Matt Farah, host of the Smoking Tire podcast, said that the only way that the yoke would have worked is if the steering ratio had been altered accordingly.
The *only* reason F1 cars use yoke wheels is because they never ever have to do anything that requires removing your hand from a wheel. They didn’t change the steering ratio in the model S. This is the dumbest non-fix of a non-problem ever.
— Matt Farah (@TheSmokingTire) June 14, 2021
Speaking to Jalopnik, the person who uploaded the video said that it was “never meant to be a demonstration of ease of use,” and that it quickly spread after being shared on forum website Reddit. He then uploaded a second, narrated video, taken around three days after he purchased the car, in which he claims the new Model S steering yoke is easy to use.

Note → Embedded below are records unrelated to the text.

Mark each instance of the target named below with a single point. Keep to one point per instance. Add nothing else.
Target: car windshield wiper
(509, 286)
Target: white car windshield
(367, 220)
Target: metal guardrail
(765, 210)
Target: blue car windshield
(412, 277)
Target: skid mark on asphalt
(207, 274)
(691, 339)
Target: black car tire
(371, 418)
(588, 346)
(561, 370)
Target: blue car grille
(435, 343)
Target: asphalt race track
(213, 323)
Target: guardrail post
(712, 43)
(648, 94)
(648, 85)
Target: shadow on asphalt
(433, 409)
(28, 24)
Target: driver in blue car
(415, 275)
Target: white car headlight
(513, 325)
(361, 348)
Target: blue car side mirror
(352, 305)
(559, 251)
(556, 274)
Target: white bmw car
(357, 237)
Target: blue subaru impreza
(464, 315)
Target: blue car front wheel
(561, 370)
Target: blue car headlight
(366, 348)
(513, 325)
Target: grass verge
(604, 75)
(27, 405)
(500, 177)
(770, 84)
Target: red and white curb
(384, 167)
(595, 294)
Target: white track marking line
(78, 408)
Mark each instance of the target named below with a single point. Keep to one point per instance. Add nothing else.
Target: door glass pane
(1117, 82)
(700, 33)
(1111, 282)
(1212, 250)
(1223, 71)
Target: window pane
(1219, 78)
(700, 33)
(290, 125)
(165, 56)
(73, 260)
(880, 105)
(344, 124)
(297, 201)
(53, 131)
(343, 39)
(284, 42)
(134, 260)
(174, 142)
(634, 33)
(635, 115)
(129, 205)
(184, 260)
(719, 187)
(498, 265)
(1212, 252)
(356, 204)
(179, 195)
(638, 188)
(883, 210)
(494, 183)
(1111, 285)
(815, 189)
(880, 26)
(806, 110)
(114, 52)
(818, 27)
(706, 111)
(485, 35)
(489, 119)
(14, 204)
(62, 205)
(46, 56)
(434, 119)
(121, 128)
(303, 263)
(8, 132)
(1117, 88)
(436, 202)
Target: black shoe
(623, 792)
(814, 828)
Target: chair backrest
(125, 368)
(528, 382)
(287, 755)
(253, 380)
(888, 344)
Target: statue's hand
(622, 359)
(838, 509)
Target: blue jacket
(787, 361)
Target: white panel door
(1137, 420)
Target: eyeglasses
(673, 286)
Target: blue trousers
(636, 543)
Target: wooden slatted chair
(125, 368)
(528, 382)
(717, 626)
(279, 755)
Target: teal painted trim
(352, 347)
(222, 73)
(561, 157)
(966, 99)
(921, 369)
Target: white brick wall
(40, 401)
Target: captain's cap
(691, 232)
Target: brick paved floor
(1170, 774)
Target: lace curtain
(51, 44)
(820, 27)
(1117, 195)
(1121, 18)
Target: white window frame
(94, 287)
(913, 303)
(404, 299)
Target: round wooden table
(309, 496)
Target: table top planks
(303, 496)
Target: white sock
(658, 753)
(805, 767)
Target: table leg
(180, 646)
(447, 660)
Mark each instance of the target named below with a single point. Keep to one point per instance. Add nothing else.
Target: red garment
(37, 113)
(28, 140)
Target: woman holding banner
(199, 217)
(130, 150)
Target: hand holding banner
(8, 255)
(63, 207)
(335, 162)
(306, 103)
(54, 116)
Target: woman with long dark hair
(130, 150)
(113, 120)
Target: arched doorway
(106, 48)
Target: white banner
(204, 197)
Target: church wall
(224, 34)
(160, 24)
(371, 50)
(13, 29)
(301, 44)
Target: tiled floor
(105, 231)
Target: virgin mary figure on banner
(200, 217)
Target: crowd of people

“I feel like it’s easier, and I’m thinking about it less,” he says in the video. “One of the tricks is to stop using round-wheel steering techniques.”
Of course they did
— E. Scott FitzGerald (@FitzStartz) June 14, 2021
When the new Model S was unveiled, the yoke steering wheel also caused controversy for its lack of gear shifter or indicator stalks, which Tesla CEO Elon Musk defended on Twitter:
No more stalks. Car guesses drive direction based on what obstacles it sees, context & nav map. You can override on touchscreen.
— Elon Musk, the 2nd (@elonmusk) January 28, 2021
Having made it to production, Tesla seems to have compromised this vision slightly, by adding indicator buttons beneath the two scroll balls on the left side of the yoke.